All the talk about alternate universes in my recent posts on Lost and Fringe brings to mind a little something I wrote, yikes, almost 20 years ago.
I took an intensive Japanese course in the summer of 1991. While about a dozen of us, from high-school students to established professionals, learned the language in an immersion course led by the venerable Eleanor Harz Jorden, about five times as many Japanese graduate students were learning how to teach the same course. They served as aides to our main instructors and were assigned in rotating pairs to each one of us Americans as private tutors. Despite the fact that we were supposed to speak only Japanese with them, even when socializing, our Japanese being so fundamental and their English generally being so good made that difficult.
One of my tutors, Oumaki-san, asked me for help with the old r and l problem that's known to plague Asians speaking English. He was having particular trouble pronouncing "rarely" as distinct from "really"; it wasn't just the consonants, but something in the diphthong. So he asked me to write a dialogue like the Core Conversations in Dr. Jorden's books for him to practice. For the first time anywhere outside of a small group of young folk in Southeastern Pennsylvania, I proudly share the result:
Brian: Have you ever seen a parallel reality where squirrels quarrel?
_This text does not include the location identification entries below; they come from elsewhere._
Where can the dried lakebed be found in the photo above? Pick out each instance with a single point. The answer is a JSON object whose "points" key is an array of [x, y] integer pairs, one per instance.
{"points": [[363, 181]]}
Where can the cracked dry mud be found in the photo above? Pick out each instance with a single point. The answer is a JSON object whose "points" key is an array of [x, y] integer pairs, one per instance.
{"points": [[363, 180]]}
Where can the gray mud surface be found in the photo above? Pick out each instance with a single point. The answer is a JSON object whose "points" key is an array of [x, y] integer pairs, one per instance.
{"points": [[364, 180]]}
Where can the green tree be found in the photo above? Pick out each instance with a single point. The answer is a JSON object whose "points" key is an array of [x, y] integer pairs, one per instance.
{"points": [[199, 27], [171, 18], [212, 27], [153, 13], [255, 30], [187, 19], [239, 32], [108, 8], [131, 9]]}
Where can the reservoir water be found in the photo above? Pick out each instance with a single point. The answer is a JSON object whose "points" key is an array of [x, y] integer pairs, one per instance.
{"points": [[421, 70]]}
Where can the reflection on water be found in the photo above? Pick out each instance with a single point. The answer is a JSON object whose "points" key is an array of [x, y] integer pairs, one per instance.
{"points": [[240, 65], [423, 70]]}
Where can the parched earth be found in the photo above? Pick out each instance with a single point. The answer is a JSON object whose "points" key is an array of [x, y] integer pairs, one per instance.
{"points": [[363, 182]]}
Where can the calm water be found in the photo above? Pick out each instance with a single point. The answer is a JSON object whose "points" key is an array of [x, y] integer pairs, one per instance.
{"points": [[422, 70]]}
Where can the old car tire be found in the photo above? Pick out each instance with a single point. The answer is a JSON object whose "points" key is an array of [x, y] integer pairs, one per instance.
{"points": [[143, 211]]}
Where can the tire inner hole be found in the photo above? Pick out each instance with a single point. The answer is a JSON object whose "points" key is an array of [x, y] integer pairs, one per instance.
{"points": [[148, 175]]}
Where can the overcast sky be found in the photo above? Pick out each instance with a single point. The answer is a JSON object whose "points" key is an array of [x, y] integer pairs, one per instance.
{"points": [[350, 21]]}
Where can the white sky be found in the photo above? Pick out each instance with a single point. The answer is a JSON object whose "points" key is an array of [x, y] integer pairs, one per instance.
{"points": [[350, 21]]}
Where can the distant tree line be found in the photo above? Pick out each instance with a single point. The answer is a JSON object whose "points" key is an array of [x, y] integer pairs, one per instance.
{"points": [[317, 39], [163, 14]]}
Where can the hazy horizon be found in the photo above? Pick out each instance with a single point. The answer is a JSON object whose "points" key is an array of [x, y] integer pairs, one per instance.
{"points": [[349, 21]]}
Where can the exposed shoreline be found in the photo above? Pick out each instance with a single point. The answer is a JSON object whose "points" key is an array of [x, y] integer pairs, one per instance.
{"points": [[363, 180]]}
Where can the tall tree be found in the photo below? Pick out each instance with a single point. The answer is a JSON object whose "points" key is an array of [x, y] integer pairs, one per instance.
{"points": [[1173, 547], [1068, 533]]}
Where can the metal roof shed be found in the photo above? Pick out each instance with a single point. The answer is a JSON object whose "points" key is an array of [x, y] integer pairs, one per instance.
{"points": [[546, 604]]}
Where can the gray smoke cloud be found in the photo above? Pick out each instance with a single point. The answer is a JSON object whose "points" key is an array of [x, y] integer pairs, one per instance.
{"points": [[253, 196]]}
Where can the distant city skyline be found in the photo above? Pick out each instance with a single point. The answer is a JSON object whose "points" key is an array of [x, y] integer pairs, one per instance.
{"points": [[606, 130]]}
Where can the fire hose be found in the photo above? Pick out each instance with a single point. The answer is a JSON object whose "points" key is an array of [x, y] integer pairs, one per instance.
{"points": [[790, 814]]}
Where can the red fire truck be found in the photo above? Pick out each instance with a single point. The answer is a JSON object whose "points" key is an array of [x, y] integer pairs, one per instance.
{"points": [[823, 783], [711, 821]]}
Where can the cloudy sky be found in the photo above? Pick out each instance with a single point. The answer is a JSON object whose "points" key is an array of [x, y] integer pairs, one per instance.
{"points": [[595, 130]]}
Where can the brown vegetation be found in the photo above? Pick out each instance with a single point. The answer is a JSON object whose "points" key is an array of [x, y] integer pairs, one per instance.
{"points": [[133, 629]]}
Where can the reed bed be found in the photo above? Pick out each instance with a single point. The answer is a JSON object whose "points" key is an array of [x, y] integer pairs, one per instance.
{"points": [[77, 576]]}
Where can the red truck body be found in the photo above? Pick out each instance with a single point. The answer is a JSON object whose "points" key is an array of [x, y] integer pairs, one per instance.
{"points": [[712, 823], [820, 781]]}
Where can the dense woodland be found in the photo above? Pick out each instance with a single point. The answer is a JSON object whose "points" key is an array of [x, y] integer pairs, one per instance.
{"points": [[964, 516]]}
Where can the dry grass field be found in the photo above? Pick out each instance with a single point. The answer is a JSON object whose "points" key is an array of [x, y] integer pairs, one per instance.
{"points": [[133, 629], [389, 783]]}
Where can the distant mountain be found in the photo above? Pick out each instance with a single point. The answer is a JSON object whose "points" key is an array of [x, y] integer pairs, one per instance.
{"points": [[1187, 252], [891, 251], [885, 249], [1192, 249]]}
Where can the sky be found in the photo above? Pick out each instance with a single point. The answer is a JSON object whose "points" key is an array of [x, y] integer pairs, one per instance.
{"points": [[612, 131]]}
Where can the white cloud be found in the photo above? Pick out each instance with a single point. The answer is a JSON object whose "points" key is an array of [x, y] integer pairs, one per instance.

Makoto: I have seen squirrels quarrel, but rarely in a parallel reality.
Makoto: Really. Rarely.
Brian: Ah sou desu ka.
The next time you might get the urge to make fun of an Asian native who hasn't quite perfected the difference between articulating r and l, keep in mind that Oumaki-san didn't need me to explain any of the words I used in the dialogue — and then, of course, consider how much Japanese, Korean, or Chinese you speak.